She relished a good fight but never forgot an insult or slight. One newspaper
called her simply “the best woman politician in the state.” |
She had to be, for by 1920 the campaign
for good roads brought her increasingly under attack. A rival good roads
organization based in Charlotte opposed the expense involved in Berry’s
plan. She wanted all counties to receive the benefit of good roads. This
meant using tax money from the larger, wealthier counties to help pay
for the maintenance of roads in poorer, rural counties. The Charlotte
group favored a small highway system connecting larger cities only. These
conflicting views led some members of the Good Roads Association to suggest
that a man should administer the campaign for good roads, since it might
be too much for a woman.
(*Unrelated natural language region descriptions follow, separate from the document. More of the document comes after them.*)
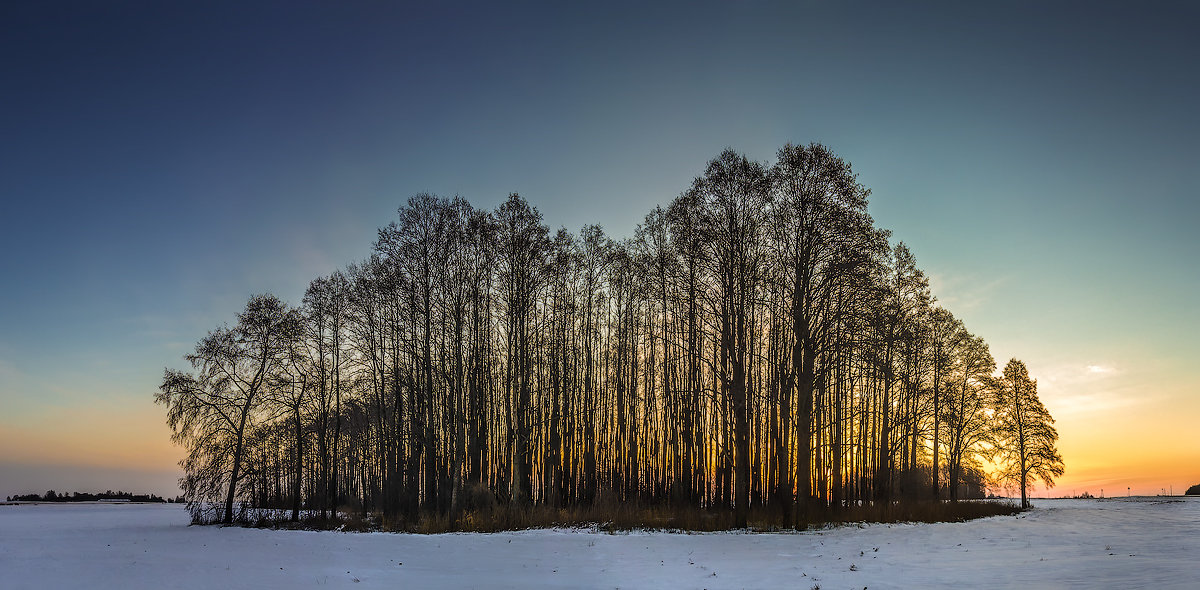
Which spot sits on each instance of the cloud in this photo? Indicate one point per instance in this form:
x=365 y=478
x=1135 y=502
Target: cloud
x=961 y=294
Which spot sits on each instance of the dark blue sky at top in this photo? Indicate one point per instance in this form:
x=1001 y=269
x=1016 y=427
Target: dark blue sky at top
x=162 y=161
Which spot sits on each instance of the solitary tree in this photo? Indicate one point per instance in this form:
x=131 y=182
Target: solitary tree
x=211 y=411
x=1025 y=435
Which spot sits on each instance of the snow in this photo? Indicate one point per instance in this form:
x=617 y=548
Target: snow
x=1062 y=543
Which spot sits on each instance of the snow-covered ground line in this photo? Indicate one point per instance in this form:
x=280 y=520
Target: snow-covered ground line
x=1063 y=543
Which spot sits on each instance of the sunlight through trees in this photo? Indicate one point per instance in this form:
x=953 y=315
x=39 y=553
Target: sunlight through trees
x=757 y=345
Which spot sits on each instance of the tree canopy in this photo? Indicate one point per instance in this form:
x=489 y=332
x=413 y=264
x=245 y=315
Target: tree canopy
x=757 y=345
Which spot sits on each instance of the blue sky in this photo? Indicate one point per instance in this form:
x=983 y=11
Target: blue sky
x=162 y=161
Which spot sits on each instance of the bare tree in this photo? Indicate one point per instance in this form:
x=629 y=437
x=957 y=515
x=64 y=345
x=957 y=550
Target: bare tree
x=210 y=411
x=1025 y=433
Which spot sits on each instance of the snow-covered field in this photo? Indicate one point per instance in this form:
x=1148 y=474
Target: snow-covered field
x=1063 y=543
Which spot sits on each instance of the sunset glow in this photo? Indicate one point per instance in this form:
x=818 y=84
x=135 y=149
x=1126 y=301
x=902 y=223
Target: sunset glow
x=163 y=164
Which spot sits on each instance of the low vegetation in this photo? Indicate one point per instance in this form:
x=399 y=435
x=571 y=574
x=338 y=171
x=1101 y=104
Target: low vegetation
x=84 y=497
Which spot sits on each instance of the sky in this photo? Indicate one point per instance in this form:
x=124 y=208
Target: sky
x=160 y=162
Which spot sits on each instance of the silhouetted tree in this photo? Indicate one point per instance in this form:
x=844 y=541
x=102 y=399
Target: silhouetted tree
x=211 y=411
x=1025 y=433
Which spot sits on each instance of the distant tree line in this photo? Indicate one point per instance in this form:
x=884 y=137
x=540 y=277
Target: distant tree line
x=84 y=497
x=756 y=344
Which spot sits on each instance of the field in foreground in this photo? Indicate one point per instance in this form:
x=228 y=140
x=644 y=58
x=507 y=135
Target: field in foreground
x=1141 y=542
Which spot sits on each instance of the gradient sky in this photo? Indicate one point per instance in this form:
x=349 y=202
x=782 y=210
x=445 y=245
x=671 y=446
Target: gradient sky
x=160 y=163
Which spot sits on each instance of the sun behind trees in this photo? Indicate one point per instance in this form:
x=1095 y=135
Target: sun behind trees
x=756 y=350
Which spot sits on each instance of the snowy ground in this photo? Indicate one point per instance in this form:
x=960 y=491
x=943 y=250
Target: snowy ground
x=1063 y=543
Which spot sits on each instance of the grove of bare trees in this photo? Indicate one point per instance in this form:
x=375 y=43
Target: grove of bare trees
x=757 y=345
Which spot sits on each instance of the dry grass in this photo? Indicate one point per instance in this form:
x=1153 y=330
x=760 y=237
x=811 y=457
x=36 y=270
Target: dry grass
x=619 y=517
x=484 y=516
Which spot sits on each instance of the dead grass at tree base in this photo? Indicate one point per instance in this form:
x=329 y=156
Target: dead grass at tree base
x=625 y=517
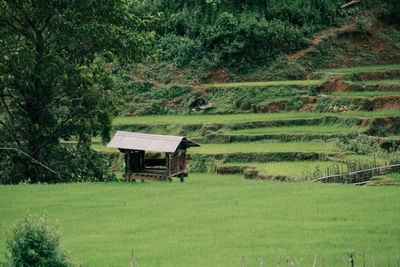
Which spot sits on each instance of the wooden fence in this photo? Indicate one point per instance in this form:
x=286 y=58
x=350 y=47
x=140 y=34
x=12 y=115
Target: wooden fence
x=351 y=261
x=358 y=177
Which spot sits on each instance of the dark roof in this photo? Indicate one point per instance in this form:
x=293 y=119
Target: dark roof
x=149 y=142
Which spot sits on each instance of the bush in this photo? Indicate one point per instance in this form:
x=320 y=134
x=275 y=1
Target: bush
x=32 y=242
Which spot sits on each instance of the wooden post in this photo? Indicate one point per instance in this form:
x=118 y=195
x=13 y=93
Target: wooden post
x=315 y=260
x=279 y=261
x=128 y=162
x=168 y=165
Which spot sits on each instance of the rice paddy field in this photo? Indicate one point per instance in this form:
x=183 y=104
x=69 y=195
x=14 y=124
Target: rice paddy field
x=270 y=146
x=213 y=220
x=363 y=69
x=367 y=94
x=304 y=129
x=246 y=117
x=297 y=170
To that notion Miss Hattie icily replied, “The
weak shoulders of a woman have for the past fifteen years carried this
proposition, and I propose that the weak shoulders of a women should continue
to carry it.”
She won her point, but the
fight was not over. The new governor, Cameron Morrison of Charlotte, favored
the Charlotte faction’s view on good roads. He sought to shield the wealthier
counties from heavy expense by recommending that each county pay for half
the cost of building and maintaining roads. The Good Roads Association
was stunned. Poorer counties could not possibly raise enough tax revenues
for such a program. At a dramatic conference with Governor Morrison, Miss
Hattie and the good roads supporters confronted the governor. They pointedly
reminded him that the Democratic campaign plank of 1920 had called for
the state, not the counties, to build roads. After the meeting, Morrison
told a reporter that, “If it hadn’t been for that waspish woman, I could
have had my way.”
Berry’s success in raising
grass-roots support for her roads campaign can be seen in the growth of
the Good Roads Association from 272 active members in 1919 to 5,500 in
1921. Over 25,000 names were collected on petitions for good roads and
over 195 circular letters had been mailed out in less than two years.
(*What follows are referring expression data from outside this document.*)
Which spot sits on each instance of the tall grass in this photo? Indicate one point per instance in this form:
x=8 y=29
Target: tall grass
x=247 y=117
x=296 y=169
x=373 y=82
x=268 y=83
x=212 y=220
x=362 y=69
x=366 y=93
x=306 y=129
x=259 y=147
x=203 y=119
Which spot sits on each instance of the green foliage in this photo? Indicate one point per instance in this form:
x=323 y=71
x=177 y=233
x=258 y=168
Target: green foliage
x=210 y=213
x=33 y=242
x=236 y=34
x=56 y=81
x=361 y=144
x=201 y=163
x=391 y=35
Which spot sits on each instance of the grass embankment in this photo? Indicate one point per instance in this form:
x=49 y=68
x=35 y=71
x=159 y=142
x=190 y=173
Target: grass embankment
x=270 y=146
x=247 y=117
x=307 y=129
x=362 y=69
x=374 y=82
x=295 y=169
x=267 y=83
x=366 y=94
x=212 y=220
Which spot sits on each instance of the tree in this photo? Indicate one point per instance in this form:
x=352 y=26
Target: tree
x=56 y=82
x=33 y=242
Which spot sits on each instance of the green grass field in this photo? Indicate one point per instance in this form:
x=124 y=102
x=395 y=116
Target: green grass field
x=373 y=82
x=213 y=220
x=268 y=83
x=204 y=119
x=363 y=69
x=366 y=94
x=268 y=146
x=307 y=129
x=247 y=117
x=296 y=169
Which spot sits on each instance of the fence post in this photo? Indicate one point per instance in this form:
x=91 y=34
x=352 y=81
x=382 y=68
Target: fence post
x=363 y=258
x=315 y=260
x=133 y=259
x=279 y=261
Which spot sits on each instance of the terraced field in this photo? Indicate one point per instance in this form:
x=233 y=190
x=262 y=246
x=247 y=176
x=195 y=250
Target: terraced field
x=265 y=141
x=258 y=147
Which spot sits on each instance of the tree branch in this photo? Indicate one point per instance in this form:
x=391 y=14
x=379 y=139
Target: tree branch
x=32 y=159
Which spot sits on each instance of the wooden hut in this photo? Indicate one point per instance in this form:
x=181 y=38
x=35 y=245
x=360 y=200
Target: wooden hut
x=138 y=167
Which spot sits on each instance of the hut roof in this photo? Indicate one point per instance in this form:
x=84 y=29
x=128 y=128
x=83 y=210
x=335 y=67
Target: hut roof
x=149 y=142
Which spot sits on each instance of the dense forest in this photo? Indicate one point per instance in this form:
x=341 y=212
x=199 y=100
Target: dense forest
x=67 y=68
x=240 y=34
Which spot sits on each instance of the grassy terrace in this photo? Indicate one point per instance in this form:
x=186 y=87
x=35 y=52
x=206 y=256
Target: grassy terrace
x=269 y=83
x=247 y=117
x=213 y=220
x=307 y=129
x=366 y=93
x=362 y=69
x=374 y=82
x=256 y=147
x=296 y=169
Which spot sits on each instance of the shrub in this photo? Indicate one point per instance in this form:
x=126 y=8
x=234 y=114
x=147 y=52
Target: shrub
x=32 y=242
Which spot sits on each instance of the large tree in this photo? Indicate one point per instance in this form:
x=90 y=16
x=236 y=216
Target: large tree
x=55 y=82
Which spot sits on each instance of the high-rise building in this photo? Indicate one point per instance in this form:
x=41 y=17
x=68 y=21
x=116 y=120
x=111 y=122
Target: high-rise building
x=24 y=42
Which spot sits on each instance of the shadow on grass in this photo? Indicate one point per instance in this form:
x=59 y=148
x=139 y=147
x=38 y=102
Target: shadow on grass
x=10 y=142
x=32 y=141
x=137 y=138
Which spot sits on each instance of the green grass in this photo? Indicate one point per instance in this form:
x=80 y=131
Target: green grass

By the time the legislature met in 1921 the passage of a state highway
system act was a foregone conclusion. During the debate in the assembly
Berry was given a desk next to the speaker’s where she answered notes
from assemblymen on the floor. The 1921 law contained the principle features
of Berry’s program, especially the key factor of state funding.
The good roads movement in
North Carolina showed government’s growing ability to deal with social
and economic problems too large and complicated for local communities
to handle. But in the end it took the determination and dedication of
one woman to lead the campaign for good roads. Enemies were made, however.
Berry’s successful fight ended in removal from her post with the state
Geological and Economic Survey in 1921. Later she returned to public service
to help organize credit unions and savings and loan associations across
the state before her retirement in 1937. When she died in 1940, few questioned
her reputation as North Carolina’s “Mother of Good Roads.”